By Enrique Massot
County News Online
A recent opinion column published in the Calgary Herald Sept. 15 offers a unique insight into the development industry’s lobbying tactics.
The piece, signed by Bruce McAllister as former MLA for Chestermere-Rocky View, argues against the provincial government’s plans to reinstate regional planning in Alberta—making it mandatory in the Calgary area.
McAllister, who omitted to disclose a current paid position in a developers’ lobby group, supported his opinion with several inaccurate statements. He announced that Bill 21 (the Modernized Municipal Government Act) that will update the legislative framework for municipalities would:
- Implement centralized planning reducing municipal autonomy
- Eliminate competition
- Increase the size of government
Claims 1 and 2 are plain wrong.
Let’s consider the first point—centralized planning. There is no such thing in the books. Individual municipalities will continue to do their own planning. Growth management boards, however, will “address land-use planning, servicing of growth, regional service delivery, cost sharing, and dispute resolution.”
That is, there will be a regional plan, and the board should ensure compliance. Regional planning’s most useful feature would be preventing inappropriate, parasitical development—that is, development that takes advantage of the proximity of an urban centre but without paying the equivalent land costs, development levies and urban taxes. That should back residents who have been fighting tooth and nail—more often than not unsuccessfully—against invasive, urban-like development in the countryside.

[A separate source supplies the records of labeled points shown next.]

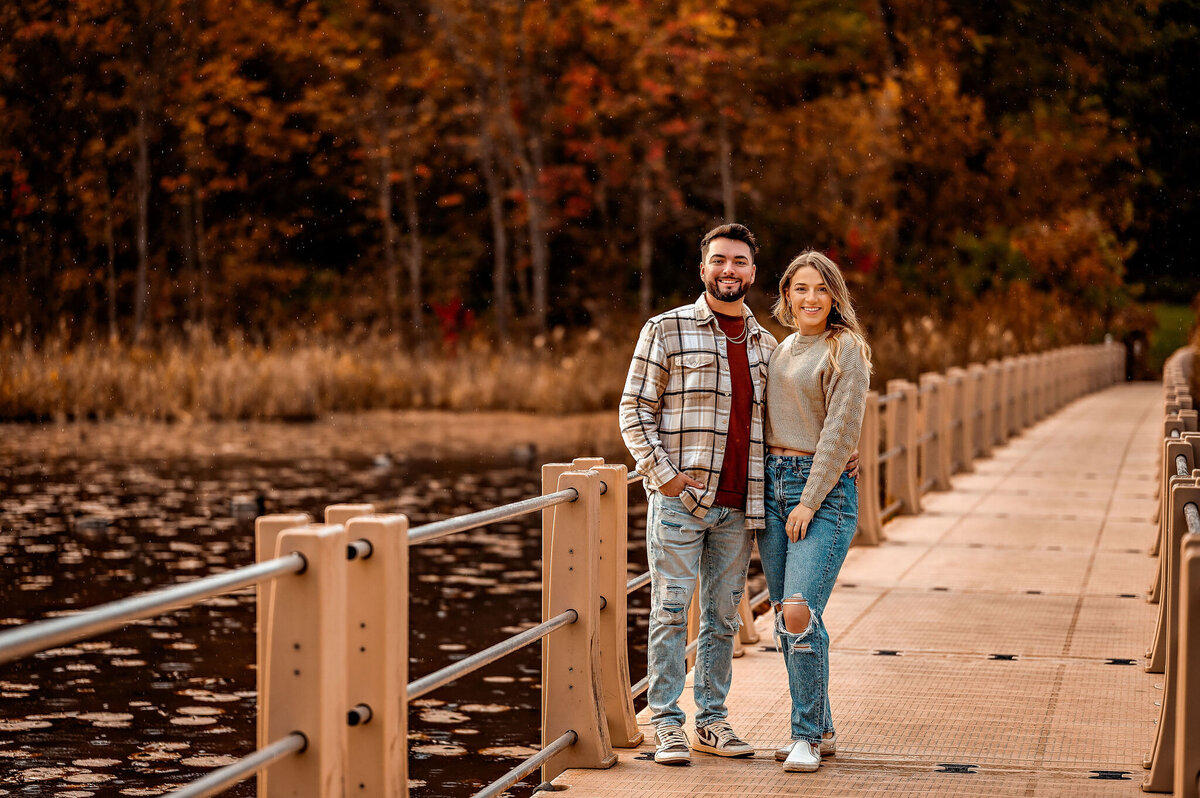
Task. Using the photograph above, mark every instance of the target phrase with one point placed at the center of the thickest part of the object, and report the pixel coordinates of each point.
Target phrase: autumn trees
(282, 166)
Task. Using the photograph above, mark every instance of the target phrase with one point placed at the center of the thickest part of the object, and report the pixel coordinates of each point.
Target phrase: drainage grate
(955, 767)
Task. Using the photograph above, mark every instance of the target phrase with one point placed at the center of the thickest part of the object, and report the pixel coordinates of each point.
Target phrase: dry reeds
(202, 379)
(198, 378)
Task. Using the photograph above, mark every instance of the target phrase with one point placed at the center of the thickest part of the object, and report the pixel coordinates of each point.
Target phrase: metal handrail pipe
(462, 667)
(636, 582)
(223, 778)
(42, 635)
(527, 767)
(429, 532)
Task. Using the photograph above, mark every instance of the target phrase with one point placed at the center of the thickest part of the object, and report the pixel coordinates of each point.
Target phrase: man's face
(729, 270)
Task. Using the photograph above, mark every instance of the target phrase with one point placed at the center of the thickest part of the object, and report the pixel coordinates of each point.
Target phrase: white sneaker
(671, 745)
(828, 748)
(804, 757)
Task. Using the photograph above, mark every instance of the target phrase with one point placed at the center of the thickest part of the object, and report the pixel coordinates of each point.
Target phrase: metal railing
(917, 436)
(43, 635)
(1175, 651)
(901, 459)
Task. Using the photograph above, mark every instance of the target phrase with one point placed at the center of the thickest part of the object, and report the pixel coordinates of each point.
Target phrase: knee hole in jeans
(797, 615)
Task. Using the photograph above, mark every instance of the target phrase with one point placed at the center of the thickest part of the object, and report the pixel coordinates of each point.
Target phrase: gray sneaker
(804, 757)
(828, 748)
(671, 745)
(720, 739)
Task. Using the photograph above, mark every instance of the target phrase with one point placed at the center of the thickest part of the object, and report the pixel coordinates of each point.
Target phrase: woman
(816, 390)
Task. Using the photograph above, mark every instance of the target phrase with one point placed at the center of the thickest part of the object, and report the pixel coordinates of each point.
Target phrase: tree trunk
(645, 244)
(202, 257)
(391, 263)
(415, 246)
(142, 287)
(502, 303)
(111, 255)
(726, 167)
(539, 247)
(187, 239)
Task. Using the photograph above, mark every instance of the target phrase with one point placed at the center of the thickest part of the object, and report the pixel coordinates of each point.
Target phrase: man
(691, 415)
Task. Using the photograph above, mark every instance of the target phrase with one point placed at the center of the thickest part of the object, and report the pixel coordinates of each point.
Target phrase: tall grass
(202, 379)
(198, 378)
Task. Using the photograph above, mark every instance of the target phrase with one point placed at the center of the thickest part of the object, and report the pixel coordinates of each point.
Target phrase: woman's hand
(798, 520)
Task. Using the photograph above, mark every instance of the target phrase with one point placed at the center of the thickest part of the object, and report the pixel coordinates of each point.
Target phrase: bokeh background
(281, 208)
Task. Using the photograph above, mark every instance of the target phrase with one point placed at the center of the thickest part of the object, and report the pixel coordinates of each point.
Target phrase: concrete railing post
(618, 703)
(981, 411)
(997, 402)
(870, 527)
(550, 475)
(963, 406)
(267, 532)
(573, 694)
(305, 685)
(936, 417)
(1162, 759)
(377, 655)
(1187, 725)
(903, 425)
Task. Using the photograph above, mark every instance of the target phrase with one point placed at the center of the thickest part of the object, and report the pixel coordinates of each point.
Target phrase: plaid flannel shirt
(675, 411)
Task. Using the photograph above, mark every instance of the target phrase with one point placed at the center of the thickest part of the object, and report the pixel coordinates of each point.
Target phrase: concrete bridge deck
(993, 646)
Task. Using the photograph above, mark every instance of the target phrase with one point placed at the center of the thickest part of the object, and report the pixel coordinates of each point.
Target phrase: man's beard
(727, 294)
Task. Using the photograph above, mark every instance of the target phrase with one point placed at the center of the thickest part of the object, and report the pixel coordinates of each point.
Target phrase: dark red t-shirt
(731, 489)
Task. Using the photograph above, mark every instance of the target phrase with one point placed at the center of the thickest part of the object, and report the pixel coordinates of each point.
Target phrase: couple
(730, 448)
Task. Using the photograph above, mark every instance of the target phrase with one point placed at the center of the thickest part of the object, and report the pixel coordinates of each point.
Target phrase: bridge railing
(1174, 762)
(916, 436)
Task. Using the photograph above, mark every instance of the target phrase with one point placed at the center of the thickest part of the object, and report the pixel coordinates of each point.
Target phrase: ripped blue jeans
(807, 568)
(683, 550)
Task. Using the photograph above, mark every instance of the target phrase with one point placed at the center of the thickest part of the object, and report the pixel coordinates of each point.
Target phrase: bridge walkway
(993, 646)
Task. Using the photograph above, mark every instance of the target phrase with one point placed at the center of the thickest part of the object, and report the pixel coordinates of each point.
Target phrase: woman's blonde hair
(843, 319)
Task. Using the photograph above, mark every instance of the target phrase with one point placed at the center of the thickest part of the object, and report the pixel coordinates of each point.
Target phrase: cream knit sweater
(814, 408)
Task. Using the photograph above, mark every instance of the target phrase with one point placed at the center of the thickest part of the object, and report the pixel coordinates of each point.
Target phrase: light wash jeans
(682, 547)
(807, 568)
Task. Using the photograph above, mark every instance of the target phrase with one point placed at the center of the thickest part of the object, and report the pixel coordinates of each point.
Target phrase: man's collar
(705, 315)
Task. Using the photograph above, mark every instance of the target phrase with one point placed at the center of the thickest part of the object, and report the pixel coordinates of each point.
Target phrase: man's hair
(732, 231)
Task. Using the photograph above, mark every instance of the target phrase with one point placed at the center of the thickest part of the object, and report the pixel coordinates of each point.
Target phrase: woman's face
(810, 300)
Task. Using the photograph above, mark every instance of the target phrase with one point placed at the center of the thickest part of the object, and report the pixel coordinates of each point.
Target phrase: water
(97, 511)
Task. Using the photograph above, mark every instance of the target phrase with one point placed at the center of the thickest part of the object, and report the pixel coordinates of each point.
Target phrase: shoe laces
(723, 732)
(671, 737)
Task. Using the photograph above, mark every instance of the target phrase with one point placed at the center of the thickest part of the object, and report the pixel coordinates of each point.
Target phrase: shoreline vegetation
(198, 378)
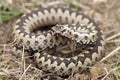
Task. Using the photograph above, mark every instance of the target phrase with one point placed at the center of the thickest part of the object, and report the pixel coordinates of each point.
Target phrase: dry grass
(19, 67)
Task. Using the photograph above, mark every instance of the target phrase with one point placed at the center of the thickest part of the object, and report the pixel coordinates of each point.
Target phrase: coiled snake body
(72, 25)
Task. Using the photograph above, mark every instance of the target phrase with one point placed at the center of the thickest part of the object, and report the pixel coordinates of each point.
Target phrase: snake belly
(44, 17)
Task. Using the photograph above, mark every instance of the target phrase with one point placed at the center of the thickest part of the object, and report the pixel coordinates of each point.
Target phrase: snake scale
(68, 23)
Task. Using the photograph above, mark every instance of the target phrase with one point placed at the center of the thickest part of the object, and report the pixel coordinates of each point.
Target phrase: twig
(114, 52)
(114, 36)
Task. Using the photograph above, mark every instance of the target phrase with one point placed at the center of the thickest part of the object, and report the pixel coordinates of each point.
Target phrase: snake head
(58, 30)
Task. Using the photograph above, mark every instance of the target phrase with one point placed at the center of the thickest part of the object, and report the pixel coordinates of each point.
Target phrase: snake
(40, 28)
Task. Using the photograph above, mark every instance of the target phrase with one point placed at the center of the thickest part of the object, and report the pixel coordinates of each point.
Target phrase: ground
(17, 67)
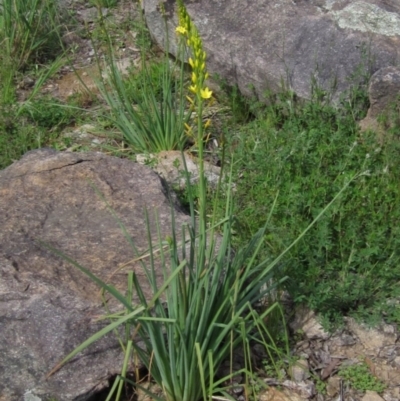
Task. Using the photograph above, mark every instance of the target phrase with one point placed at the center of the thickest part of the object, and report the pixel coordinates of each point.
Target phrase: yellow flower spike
(181, 30)
(205, 93)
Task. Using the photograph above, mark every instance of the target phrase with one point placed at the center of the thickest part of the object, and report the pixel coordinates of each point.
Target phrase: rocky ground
(319, 356)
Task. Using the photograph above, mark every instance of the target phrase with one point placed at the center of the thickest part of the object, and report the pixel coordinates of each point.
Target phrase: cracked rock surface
(47, 306)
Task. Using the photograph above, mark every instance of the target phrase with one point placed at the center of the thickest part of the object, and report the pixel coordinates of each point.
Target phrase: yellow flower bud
(205, 93)
(181, 30)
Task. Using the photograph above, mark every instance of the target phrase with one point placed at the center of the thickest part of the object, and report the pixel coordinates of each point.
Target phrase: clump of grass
(204, 308)
(149, 109)
(29, 32)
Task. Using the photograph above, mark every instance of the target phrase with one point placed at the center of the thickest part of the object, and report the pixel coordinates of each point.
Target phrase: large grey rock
(48, 307)
(384, 90)
(261, 42)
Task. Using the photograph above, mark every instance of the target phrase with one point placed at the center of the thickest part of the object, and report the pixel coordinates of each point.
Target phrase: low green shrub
(348, 263)
(360, 378)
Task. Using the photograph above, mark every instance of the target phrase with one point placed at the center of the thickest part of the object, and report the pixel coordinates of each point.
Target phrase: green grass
(290, 160)
(360, 378)
(348, 263)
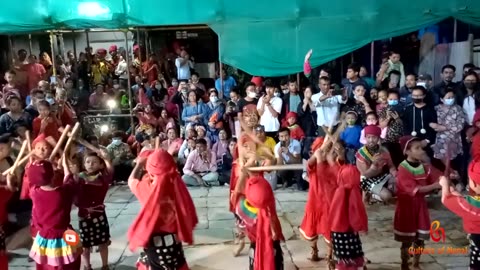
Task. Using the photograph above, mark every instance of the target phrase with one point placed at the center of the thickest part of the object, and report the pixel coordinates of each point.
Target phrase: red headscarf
(260, 195)
(166, 184)
(40, 173)
(347, 211)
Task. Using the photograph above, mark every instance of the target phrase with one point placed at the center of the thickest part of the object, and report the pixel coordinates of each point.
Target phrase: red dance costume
(322, 180)
(167, 217)
(412, 219)
(348, 217)
(265, 244)
(468, 208)
(51, 215)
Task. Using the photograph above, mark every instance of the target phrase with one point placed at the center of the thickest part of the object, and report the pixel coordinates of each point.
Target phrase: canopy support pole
(129, 84)
(52, 47)
(12, 53)
(74, 45)
(30, 44)
(372, 59)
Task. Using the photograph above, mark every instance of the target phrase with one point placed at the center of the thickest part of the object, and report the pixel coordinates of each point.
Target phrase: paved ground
(214, 235)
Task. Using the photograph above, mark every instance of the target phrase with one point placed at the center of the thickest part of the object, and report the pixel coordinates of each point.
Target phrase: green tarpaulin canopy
(261, 37)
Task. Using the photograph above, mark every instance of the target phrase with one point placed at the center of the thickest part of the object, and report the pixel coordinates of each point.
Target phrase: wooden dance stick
(87, 145)
(75, 129)
(287, 167)
(20, 163)
(60, 141)
(19, 157)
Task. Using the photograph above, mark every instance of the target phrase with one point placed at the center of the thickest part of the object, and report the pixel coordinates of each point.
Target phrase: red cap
(258, 81)
(406, 140)
(373, 130)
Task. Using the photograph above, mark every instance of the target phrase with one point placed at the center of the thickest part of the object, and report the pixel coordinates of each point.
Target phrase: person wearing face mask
(449, 127)
(418, 117)
(121, 156)
(251, 98)
(292, 98)
(390, 118)
(448, 74)
(214, 115)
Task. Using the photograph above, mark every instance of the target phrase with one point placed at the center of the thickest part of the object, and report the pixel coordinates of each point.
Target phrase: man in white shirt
(287, 151)
(269, 108)
(183, 64)
(327, 103)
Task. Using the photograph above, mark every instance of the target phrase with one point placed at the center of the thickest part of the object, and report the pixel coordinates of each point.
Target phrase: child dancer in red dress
(51, 215)
(93, 223)
(257, 210)
(411, 224)
(167, 217)
(322, 183)
(467, 207)
(347, 215)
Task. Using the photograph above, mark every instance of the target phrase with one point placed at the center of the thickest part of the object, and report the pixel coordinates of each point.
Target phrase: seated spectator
(296, 131)
(351, 136)
(220, 148)
(202, 134)
(372, 120)
(172, 142)
(201, 166)
(227, 161)
(214, 115)
(98, 100)
(121, 156)
(287, 151)
(14, 116)
(194, 111)
(46, 123)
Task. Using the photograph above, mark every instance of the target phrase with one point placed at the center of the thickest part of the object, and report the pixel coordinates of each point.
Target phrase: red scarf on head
(166, 184)
(259, 194)
(347, 211)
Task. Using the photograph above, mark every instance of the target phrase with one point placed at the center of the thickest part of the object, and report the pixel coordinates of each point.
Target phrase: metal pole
(139, 53)
(52, 51)
(372, 58)
(129, 83)
(455, 30)
(12, 53)
(30, 43)
(74, 45)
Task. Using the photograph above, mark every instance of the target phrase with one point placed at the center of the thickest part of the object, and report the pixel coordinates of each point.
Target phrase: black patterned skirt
(347, 248)
(278, 255)
(375, 184)
(474, 251)
(164, 252)
(94, 231)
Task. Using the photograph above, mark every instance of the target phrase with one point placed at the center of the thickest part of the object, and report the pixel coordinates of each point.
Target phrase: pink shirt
(195, 164)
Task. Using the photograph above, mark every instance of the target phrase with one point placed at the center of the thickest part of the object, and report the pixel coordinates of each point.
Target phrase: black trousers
(288, 178)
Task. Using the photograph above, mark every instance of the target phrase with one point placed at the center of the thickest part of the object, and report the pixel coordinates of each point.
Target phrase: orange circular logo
(71, 237)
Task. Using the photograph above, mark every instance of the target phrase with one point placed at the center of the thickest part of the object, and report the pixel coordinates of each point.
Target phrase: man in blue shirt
(224, 85)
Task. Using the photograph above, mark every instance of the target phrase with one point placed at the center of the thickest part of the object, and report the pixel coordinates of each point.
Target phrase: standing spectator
(327, 104)
(448, 74)
(225, 85)
(250, 98)
(449, 128)
(201, 166)
(194, 111)
(292, 98)
(269, 108)
(287, 151)
(353, 80)
(184, 65)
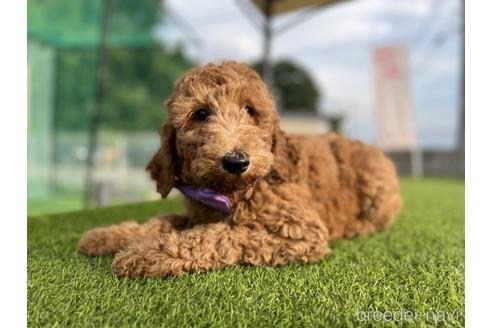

Secondly, eliminate competition. How? There will always be Calgary for those wanting to live near all the services and amenities of a large urban centre. Smaller cities such as Airdrie or Chestermere, towns such as Cochrane, villages and hamlets all the way to country residential will continue to provide settings to suit all tastes. Minimum urban density requirements are given as averages, leaving room for diversity of housing types.
In his op-ed, McAllister also states that a growth management board would not have allowed Rocky View to approve the CrossIron Mills mall in Balzac citing “the cost of servicing and water availability as reasons.”
“Instead of duplicating costly services, municipalities should work together.” Danielle Larivee, Alberta Municipal Affairs minister
That, indeed, would have spared Rocky View taxpayers from becoming guarantors of a debt that remains nearly $60-million debt after originating in 2005, when Rocky View decided to defy Calgary and build its Made-in-Rocky View water and sewage infrastructure to support the mall. A year earlier, Calgary had proposed Rocky View to provide water and sewer for Balzac at a cost estimated at about $30 million. Rocky View chose to go on its own—and ended up spending way over $100 million for a system that will soon need upgrading—at additional costs.
“Instead of duplicating costly services, municipalities should work together to deliver more effective, efficient services to their communities,” wrote minister of Municipal Affairs Danielle Larivee in a rebuttal published by the Calgary Herald Sept. 17.
What McAllister calls “competition” and “establishing a great revenue source,” was in reality a risky venture in which Rocky View’s taxpayer-backed credit financed water and sewer in the countryside so that a mall could attract Calgary customers while saving on land costs, development fees and business tax. Developers’ levies have so far fell short of paying back the County for its investment as originally planned.
Tangible benefits for Rocky View residents? Increased tax revenue, officials claim. However, Rocky View never published numbers on the additional tax benefit less related planning and development expenses, as well as the cost of additional municipal services.
Thirdly: Increasing the size of government: Growth management boards will be formed by elected officials of the municipalities involved—not by NDP appointees as McAllister suggested. There may be some administrative staff required, but hey—what has been the cost to taxpayers of decisions such as Rocky View’s servicing Balzac, most of which is still paying interest after over 10 years? The County’s rejection of regional planning also means rejection of regional servicing in favour of the use of sewage stand-alone systems that require means such as spraying of nearby fields to get rid of treated effluent.
McAllister cunningly summons ominous Soviet-era terms such as “central planning” in an effort to depict with dark tones the regional planning initiative.
Again, he omits to mention an example of regional planning that is already working next door.
The Capital Region Board has represented 24 municipalities in the Edmonton Metropolitan Region since 2008 on issues of growth, transportation, housing and regional services. A regional sewage system has been servicing 13 municipalities and over 200,000 residents in the Alberta Capital Region since 1985.
Further, regional planning in the Calgary region had been in place for some 40 years before the Klein government dumped it in the mid-1990s, a story well documented in detail by former Calgary Herald reporter David Climenhaga in Death and Life of Regional Planning in the Calgary Area.
Lastly, McAllister could have made readers a favour by disclosing his current job as Executive Director of Rocky View 2020, a developers’ lobby group in Rocky View County.
McAllister is the only visible head of the organization, which presents itself as a “not-for-profit community advisory organization” and was created by Calgary-based developers with large projects in Rocky View County. However, most Calgary Herald readers would not be able to know that Rocky View 2020 and McAllister’s agenda are one and the same.
Developers, of course, hate the prospect of regional boards hampering their ambitious projects, and Rocky View is their battlefield. For the last 15 years, the industry has successfully placed friendly majorities in Council so that rural lands surrounding Calgary became their playground. Hundreds of millions in private profits are at stake. Consequences of easy approvals that include chronic floods, failed subdivisions, planning aberrations are left to the public purse to fix, as in the recent example of Cochrane Lake.
The young Calgary region still has a chance to avoid becoming an endless, sprawling and car-dependent collection of suburban neighbourhoods, a path that has made so many other metropolitan regions victims of their own success. Bringing back meaningful regional planning could preserve one of the region’s most prized assets: its beautiful countryside.